Etude pour la caractérisation chimique des vernis appliqués sur des gravures transparentes de Nicéphore Niépce

Jean-Philippe Echard, Agnès Lattuati-Derieux et Bertrand Lavédrine, 2007

Pour connaître la technique et le matériau utilisés par Nicéphore Niépce pour rendre transparentes des gravures sur papier, des recherches bibliographiques et des analyses chimiques ont été menées.

 

Les recherches bibliographiques se sont appuyées d'une part sur les archives documentaires de Nicéphore Niépce, via les travaux de synthèse de Michel Frizot et l'ouvrage de Jean-Louis Marignier; d'autre part sur les documents ayant trait à l'histoire des techniques pour rendre transparents des documents graphiques.

 

Les travaux de recherche réalisés sont les premiers à identifier des matériaux des œuvres de Niépce.

Le protocole d’analyse in situ a permis d’étudier, de manière non destructive, cet ensemble de gravures.

Les vernis des quatre gravures étudiées, « La Sainte Famille », « Le Cardinal d’Amboise », « L’esclave » et « Le vieillard en buste » sont identiques. Ils ont pu être identifiés comme un vernis à l’alcool à base de résine d'arbres de la famille des conifères Pinaceae qui correspond très probablement à de la colophane.

Il apparaît donc possible d’étudier les autres gravures de Niépce.

La térébenthine de Venise et la colophane (encore plus) sont des matériaux communément utilisés en Europe comme ingrédients dans les vernis, au moins depuis le seizième siècle. Il est tout à fait possible que Nicéphore Niépce ait pu obtenir aisément l'un ou l'autre de ces deux matériaux. Il est certain qu'il possédait au moins de la colophane en 1833 (cf. Annexes § 7.).

 

Pour préparer un vernis avec l'un ou l'autre, de ces matériaux, deux techniques sont communes.

La première consiste à dissoudre la résine dans de l'alcool ou de l'essence de térébenthine ou de lavande. Ces solvants peuvent en effet solubiliser les deux résines. Le vernis est alors appliqué au pinceau.

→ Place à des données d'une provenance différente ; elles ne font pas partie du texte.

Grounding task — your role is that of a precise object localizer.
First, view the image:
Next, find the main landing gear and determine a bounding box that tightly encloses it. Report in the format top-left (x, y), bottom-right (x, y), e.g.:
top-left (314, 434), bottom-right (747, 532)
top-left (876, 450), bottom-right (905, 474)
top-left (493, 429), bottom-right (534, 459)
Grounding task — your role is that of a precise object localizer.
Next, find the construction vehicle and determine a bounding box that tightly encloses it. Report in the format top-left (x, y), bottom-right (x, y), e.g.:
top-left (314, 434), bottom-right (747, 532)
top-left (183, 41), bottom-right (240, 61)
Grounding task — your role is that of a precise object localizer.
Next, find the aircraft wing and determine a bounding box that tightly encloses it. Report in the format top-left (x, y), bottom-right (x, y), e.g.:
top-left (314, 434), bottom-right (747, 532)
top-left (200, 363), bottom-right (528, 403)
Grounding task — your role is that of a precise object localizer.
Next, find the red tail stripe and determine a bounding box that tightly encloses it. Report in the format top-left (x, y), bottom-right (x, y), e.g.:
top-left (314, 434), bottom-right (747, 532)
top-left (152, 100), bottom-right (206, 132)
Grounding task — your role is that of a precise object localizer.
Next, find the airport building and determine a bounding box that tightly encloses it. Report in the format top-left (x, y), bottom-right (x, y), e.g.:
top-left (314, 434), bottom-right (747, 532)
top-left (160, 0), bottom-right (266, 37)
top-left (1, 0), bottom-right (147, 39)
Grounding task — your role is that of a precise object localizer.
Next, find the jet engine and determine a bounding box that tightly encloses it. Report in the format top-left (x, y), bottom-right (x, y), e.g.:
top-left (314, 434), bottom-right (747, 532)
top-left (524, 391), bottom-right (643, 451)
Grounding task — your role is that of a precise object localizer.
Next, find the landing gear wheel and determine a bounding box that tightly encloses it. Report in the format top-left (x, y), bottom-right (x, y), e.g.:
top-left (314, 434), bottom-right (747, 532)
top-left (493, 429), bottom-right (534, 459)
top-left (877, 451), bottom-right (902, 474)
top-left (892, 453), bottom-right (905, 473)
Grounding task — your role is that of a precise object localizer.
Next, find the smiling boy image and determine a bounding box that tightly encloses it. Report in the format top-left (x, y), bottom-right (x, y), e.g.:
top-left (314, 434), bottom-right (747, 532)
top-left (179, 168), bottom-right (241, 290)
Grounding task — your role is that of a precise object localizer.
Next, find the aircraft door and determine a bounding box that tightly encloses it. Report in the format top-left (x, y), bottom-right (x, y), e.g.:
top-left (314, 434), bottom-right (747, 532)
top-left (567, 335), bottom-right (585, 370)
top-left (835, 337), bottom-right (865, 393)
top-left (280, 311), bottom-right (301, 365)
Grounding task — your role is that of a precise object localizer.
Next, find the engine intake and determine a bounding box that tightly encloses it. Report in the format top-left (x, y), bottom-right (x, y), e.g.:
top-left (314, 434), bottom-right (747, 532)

Le solvant, en s'évaporant, permet la formation d'un film durci de résine.

 

La deuxième consiste à dissoudre à chaud la résine dans une huile siccative (de lin, de pavot, de noix). Après refroidissement, on applique le liquide au pinceau. Le séchage dans ce cas ne se fait pas par évaporation de solvant, l'huile n'étant pas volatile, mais par polymérisation radicalaire des acides gras insaturés de l'huile. Le temps de séchage est notoirement plus long. Cependant, aucune huile n'a été détectée dans l'échantillon. Cette deuxième hypothèse peut être écartée.

 

Niépce a donc probablement utilisé un vernis composé de colophane dissous dans l'alcool, dans l'essence de térébenthine ou de lavande. Des deux types de vernis décrits ci-dessus, c'est d'ailleurs le plus facile à mettre en œuvre. Cependant, l’utilisation de la colophane pour l’imprégnation de papiers présente des inconvénients majeurs dont sa grande sensibilité à la chaleur qui provoque son brunissement et son caractère acide qui entraîne une dégradation des fibres de cellulose. Il convient donc de conserver ces gravures dans des conditions adaptées à leurs fragilités.